Souricière. A 14 heures, alors que les gendarmes mobiles procèdent aux premières fouilles minutieuses des sacs à dos, une pancarte, tenue par un golgoth tatoué, annonce la couleur : «Bienvenue au zoo !» Sur le bitume brûlant, on peut lire : «Par ici le tour de manège.» Cette ironie ne quittera jamais les quelque 20 000 contestataires présents. Il faut dire que les autorités avaient mis les petits plats dans les grands. Des grilles anti-émeutes étirées tout autour de la place de la Bastille dessinaient une souricière ultraserrée. Plus de 2 000 policiers et gendarmes encadraient le cortège. Des caméras avaient été installées en sus de celles du parc de la ville de Paris. Et le canon à eau confirmait son grand retour sur la scène parisienne.

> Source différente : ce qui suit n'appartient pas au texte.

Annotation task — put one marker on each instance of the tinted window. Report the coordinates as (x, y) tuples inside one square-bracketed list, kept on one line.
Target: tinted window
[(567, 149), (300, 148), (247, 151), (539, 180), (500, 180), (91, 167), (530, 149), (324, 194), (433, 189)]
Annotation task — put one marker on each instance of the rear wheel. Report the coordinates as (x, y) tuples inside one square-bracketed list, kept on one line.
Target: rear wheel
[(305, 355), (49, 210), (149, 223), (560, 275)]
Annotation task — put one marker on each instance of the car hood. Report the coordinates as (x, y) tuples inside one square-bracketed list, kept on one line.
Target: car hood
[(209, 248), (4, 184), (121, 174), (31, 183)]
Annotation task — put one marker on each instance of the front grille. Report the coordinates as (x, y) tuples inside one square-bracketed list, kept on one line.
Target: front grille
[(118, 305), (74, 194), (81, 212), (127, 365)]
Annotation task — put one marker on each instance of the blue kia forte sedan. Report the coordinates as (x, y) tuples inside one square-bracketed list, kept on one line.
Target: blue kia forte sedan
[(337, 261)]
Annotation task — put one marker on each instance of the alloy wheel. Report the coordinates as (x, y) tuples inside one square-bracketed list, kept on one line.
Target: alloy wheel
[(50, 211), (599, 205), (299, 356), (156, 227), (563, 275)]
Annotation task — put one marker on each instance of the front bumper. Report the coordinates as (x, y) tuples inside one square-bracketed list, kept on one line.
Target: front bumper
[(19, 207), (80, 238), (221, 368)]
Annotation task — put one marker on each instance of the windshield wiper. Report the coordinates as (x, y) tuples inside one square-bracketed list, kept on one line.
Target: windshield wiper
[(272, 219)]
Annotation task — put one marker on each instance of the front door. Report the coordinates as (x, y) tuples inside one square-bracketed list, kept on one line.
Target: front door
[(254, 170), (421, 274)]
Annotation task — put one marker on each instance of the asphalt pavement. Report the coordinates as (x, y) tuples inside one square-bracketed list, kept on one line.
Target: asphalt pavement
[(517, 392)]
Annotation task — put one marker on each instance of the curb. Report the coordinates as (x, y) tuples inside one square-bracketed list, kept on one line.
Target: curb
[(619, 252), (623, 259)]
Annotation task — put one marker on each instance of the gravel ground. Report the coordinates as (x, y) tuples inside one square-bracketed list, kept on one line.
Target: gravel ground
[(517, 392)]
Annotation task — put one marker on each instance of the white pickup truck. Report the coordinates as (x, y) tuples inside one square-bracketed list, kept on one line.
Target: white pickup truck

A sa vue, le cortège de Solidaires s'époumone : «On a chaud, envoyez le canon à eau !» Certains n'hésitant pas, ensuite, à poser devant pour enchaîner les selfies. Derrière, les cheminots de SUD Rail craquent des fumigènes et parachèvent les railleries en hurlant «Allez les Bleus, allez les Bleus.» Alors que le cortège conquiert les deux rives du bassin de l'Arsenal, un homme, la quarantaine fatiguée, s'esclaffe : «On est les babouins, de l'autre côté, ce sont les chimpanzés !» Stoïques, les unités de forces mobiles ne bronchent pas.

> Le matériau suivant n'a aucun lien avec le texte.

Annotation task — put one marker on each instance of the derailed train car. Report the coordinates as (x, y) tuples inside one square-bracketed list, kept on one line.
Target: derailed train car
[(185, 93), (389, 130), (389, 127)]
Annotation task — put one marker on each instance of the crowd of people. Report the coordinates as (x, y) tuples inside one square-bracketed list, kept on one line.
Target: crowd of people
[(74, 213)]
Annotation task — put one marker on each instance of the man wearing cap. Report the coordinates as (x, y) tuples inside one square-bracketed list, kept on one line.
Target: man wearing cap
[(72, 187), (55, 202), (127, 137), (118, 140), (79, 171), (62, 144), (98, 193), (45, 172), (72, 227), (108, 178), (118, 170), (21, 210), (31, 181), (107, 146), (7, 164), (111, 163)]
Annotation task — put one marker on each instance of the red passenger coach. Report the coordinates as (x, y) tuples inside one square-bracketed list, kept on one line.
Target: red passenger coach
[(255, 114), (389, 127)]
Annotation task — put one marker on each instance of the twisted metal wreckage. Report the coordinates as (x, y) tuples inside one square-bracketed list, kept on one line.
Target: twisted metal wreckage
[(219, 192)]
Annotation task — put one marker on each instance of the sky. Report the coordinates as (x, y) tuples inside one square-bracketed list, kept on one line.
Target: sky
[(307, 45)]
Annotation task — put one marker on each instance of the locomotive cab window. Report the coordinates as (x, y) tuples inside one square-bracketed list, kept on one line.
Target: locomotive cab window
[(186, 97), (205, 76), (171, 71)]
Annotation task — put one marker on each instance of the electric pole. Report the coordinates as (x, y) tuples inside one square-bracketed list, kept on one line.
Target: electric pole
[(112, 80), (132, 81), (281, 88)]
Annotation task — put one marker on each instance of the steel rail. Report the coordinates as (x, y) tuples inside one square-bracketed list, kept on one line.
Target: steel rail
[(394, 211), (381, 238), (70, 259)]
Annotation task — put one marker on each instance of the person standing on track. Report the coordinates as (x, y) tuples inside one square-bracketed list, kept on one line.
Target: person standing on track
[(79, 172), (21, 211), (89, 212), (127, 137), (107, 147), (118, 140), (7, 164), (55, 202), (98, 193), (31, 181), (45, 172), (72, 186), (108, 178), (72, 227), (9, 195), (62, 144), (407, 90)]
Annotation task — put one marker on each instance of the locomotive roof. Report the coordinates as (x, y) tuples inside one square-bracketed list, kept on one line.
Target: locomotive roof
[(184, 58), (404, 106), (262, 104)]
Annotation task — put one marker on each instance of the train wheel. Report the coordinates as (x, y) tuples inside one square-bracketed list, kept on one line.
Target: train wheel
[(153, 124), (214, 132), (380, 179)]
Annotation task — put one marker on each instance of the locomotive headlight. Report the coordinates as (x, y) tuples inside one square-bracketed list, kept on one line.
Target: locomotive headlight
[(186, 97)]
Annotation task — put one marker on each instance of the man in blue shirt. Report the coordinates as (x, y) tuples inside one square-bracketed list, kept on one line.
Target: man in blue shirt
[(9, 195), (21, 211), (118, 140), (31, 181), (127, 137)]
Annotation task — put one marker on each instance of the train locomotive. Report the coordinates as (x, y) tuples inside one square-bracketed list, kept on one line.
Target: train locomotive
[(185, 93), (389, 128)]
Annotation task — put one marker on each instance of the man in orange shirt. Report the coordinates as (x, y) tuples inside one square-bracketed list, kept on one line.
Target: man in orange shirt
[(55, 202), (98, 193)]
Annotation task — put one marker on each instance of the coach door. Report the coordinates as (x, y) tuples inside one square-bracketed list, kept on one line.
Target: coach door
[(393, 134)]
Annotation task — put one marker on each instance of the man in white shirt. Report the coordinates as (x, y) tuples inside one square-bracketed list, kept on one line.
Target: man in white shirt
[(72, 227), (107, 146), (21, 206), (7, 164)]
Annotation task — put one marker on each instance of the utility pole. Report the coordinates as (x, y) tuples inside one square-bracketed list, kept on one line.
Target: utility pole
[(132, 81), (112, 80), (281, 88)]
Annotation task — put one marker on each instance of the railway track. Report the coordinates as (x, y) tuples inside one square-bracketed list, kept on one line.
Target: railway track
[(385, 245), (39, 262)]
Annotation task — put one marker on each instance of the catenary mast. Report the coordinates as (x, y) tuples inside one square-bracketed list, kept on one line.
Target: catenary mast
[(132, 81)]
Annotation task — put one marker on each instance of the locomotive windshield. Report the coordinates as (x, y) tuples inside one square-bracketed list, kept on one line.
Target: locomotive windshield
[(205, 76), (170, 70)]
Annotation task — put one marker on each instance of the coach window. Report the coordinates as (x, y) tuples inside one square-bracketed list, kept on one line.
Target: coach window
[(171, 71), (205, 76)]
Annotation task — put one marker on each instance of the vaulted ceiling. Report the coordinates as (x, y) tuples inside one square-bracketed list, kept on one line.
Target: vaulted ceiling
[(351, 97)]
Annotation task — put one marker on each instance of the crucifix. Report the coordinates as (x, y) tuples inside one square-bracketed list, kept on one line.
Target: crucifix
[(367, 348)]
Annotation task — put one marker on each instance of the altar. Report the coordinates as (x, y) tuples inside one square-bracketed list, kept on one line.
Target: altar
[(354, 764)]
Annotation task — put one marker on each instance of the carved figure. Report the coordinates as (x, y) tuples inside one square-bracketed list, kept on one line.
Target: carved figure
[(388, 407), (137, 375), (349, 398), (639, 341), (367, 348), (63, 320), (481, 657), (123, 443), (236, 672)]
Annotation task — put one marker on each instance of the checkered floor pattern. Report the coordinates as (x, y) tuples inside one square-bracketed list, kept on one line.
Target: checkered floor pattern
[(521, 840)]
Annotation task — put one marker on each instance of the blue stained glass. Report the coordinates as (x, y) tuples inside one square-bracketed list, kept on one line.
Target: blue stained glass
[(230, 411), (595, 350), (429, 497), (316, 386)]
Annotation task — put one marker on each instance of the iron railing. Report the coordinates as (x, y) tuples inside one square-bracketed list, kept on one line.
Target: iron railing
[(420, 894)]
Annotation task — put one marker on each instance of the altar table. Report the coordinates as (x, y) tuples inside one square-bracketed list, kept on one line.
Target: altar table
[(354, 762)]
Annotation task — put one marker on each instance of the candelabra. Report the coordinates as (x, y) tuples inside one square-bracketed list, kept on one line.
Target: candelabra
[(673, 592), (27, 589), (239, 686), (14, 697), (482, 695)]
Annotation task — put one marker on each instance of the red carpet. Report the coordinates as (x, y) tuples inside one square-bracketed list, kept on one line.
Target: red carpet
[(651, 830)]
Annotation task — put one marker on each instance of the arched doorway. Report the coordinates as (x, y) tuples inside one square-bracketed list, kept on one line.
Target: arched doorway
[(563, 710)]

Escalade. Vers 15 h 30, le gros des troupes file déjà dans les grandes largeurs. Les camions de merguez remballent leurs poêles à frire et une fanfare tournoie autour de la colonne de la Bastille. C’est alors qu’un groupe refuse d’obéir aux injonctions de quitter la place. Immédiatement, les CRS les encerclent vigoureusement. Durant plusieurs minutes, une centaine de personnes se retrouve acculée au pied du monument. Les plus kamikazes se lancent dans une escalade hasardeuse. En vain. A 17 h 30, hormis quelques invectives et le sempiternel slogan «tout le monde déteste la police», le trafic automobile reprend peu à peu.

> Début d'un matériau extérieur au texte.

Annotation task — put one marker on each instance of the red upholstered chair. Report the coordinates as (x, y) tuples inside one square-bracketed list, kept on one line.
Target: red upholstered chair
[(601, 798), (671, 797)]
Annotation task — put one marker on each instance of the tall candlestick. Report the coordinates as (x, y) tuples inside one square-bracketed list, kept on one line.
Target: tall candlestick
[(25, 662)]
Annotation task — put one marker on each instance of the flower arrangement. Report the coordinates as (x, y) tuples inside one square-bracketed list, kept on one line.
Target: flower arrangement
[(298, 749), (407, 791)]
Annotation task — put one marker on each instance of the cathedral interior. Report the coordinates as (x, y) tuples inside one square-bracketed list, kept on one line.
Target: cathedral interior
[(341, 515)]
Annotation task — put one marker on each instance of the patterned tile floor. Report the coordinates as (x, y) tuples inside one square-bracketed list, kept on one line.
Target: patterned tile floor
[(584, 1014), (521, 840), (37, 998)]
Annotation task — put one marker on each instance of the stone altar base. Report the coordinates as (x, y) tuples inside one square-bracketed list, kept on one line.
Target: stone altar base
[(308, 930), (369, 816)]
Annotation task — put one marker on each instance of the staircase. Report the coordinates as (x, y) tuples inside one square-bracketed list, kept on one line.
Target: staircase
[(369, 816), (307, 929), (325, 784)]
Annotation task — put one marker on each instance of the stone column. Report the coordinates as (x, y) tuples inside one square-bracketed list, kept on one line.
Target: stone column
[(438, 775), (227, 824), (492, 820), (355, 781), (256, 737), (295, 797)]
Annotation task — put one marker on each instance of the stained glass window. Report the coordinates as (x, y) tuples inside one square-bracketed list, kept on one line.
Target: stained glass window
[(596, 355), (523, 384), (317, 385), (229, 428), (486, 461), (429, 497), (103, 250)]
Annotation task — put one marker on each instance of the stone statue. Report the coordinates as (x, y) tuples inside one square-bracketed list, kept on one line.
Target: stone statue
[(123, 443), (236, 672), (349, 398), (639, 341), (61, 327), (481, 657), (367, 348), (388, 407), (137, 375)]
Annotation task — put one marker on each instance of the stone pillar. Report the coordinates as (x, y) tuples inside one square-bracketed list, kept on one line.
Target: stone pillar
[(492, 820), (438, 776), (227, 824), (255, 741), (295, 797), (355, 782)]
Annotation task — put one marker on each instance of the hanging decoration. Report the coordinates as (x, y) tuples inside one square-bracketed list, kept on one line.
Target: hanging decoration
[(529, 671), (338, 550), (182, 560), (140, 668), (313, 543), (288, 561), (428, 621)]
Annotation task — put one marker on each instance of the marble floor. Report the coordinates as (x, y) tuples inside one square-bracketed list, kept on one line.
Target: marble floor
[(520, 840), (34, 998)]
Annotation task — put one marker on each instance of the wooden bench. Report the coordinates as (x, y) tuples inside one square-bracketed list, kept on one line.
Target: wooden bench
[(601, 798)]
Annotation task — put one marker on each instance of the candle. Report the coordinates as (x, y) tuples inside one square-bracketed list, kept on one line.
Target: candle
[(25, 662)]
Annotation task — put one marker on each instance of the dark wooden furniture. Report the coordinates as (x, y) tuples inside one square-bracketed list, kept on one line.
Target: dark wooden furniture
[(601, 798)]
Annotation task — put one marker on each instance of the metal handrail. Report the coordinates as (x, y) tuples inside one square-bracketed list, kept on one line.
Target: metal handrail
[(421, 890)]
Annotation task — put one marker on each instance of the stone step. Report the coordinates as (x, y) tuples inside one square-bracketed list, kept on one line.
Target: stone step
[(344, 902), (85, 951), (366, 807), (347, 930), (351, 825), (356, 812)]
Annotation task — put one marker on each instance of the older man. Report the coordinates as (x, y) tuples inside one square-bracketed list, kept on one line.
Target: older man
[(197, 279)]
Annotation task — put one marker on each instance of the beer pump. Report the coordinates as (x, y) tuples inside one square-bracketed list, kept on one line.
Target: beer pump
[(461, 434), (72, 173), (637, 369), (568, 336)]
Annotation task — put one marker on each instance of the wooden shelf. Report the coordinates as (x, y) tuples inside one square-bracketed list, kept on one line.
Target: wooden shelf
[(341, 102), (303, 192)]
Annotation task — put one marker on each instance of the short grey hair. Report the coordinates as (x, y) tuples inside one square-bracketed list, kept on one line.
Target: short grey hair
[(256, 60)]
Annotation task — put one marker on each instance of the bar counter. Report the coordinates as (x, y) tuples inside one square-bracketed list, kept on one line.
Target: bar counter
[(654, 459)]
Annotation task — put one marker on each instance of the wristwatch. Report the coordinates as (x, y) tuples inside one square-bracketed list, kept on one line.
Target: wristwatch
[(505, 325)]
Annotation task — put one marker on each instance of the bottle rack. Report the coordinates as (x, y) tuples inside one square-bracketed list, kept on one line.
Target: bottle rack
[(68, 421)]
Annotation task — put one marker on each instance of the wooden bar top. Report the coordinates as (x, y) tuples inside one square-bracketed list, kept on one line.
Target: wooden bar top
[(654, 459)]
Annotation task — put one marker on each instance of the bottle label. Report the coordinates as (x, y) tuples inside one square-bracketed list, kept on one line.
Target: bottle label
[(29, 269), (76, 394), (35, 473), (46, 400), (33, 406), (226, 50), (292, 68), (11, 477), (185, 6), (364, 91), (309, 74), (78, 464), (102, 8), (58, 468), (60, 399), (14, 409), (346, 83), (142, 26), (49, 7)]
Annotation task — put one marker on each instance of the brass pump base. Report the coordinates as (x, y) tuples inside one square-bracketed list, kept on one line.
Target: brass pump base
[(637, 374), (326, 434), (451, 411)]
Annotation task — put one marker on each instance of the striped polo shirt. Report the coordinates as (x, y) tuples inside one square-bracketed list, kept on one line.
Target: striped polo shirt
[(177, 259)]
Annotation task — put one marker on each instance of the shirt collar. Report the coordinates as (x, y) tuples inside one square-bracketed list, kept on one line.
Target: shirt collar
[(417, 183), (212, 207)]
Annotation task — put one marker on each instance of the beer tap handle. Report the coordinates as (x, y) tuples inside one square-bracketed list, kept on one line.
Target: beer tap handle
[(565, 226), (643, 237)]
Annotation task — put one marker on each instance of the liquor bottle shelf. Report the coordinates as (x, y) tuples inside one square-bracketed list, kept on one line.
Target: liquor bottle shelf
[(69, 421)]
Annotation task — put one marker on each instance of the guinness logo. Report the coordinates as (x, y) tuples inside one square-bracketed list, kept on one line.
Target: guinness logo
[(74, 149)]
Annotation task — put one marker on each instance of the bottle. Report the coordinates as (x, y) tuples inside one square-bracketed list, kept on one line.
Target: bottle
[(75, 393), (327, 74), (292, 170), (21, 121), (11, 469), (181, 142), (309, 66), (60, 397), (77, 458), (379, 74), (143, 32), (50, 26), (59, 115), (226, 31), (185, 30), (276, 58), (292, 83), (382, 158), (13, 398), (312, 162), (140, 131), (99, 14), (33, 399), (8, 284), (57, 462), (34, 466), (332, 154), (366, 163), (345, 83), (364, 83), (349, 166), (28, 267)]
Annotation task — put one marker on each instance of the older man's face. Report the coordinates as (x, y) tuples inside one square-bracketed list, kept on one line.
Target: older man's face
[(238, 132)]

En début de soirée, un bilan provisoire faisait état de 100 interpellations à Paris, surtout en amont de la manifestation pour détention de projectiles. Onze personnes ont tout de même été placées en garde à vue : deux pour «port d’arme», deux pour «dégradations», une pour «violence», quatre pour «attroupements armés» et deux pour «possession d’engins pyrotechniques».